Tesis – Use Case

9.5 Use Case

Quevedo is one result of our project “Visualizando la SignoEscritura”¹ (VisSE, “Visualizing SignWriting” in Spanish). One goal of the project was to create tools capable of automatically processing SignWriting, a graphical system for transcribing sign languages. SignWriting uses iconic symbols to represent the hands, body parts, and their movements and configurations, as the example in Figure 9.3 shows. Quevedo and its features have enabled us to create a system capable of automatically extracting the graphemes within a SignWriting transcription, assigning each of them a label representing their meaning. This required us to collect a corpus, publicly available at https://zenodo.org/record/6337885 and formatted as a Quevedo dataset. The corpus was manually and visually annotated, and a complex hierarchy of neural networks was trained on these annotations to be able to find the correct tag set for every grapheme in new instances.

**Fig. 9.5 −** Annotation of a logogram using the Quevedo web interface. The sign, the same as in Figure 9.3, means coffee in Spanish Sign Language. The graphemes marked and annotated within the image represent the two hands and their relative location and orientation, along with their finger configuration, and the circling movement they perform. Metadata can help with the annotation process, and user-defined flags can be configured to represent task-specific messages for other annotator or reviewers. More details on the labels and their values can be found in the corpus annotation guide at https://zenodo.org/record/6337885.

For every step of this process we used Quevedo, each step guided by a few configuration lines or command line options, and the ground truth kept in the annotation files. The different steps in the process and their results can be recorded with DVC, easing experimentation and storing of measurements, as well as increasing reproducibility.

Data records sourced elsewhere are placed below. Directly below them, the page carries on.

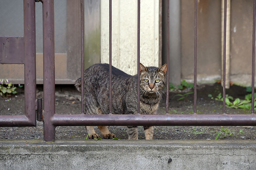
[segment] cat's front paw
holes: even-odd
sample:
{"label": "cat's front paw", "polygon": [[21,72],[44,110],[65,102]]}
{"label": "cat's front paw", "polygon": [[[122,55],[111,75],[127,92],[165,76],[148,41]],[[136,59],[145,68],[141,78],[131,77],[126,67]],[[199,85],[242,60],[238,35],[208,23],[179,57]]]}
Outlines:
{"label": "cat's front paw", "polygon": [[105,139],[112,139],[115,137],[115,135],[112,133],[110,133],[108,134],[105,134],[103,135],[103,137]]}
{"label": "cat's front paw", "polygon": [[91,139],[98,139],[100,138],[100,136],[97,133],[89,134],[88,137]]}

Our SignWriting data are handwritten transcriptions of Spanish Sign Language signs, organized into sets to be able to do incremental annotation. Metadata for each file store the annotation progress, doubts and errors, and possible problems in the source images to take into account. Within each logogram, the different graphemes are marked and tagged with a set of features that captures their meaning. This set of features, the annotation schema of the dataset, includes a coarse-grain class for graphemes (CLASS), a fine-grain label (SHAPE) and a possible variation (VAR). Rotation (ROT) and reflection (REF) are also specified, since they can alter the meaning of the sign. The relative location of the graphemes is marked with the bounding boxes, which are shown visually in the web interface. An example of this annotation process can be seen in Figure 9.5.

Splitting the grapheme labels into a coarse classification (hands, head symbols, arrows, and some others) and then a finer one has allowed us to perform automatic recognition of the graphemes in steps, instead of with one single recognizer. Storing rotation and reflection of graphemes in the tags, combined with a script to “straighten” them before recognition, reduced the number of classes of graphemes to be recognized 16-fold, de-sparsifying our data and again dividing the problem of recognition into smaller steps. The trained neural networks, each specialized in a different task, were then collected into a Quevedo pipeline, making the full automatic recognition process available as a single command line invocation or a few lines of glue code.

The use of domain knowledge and deterministic rules to do part of the processing was a necessary step in our research, turning a very difficult problem into a tractable one. “Dividing and conquering” is a common strategy in computer science, and is especially necessary if the amount of data available is not as extensive as the complexity of the problem requires for a purely data-based, blind approach. Not having “Big Data” at our disposal means we can not rely on ready made, single-shot solutions to our problem, but we can still use some of the algorithms coming from the state of the art. This requires thoughtful preparation and organization of data, and building custom processing sequences. Quevedo was born to help us in doing this for our SignWriting research, but is general enough that it can be useful for other similar tasks of graphical language recognition, where data is not plentiful and requires careful annotation and processing.

For the VisSE project, the results of the data collection, annotation and machine learning were integrated into a user-facing application that explains SignWriting instances². The application works by using Quevedo’s recognition pipeline to find the graphemes, and creating textual descriptions for each of them from the predicted tag set. While we have given a shallow overview of our SignWriting pipeline here, researchers interested in reproducing our research or extending it to new problems can find a more in-depth description in our forthcoming work “Automatic SignWriting Recognition”.

The success of the VisSE project in achieving its goals serves as an initial evaluation of Quevedo as useful software for the processing of graphical languages, as well as a demonstration of its potential for solving similar problems in the future.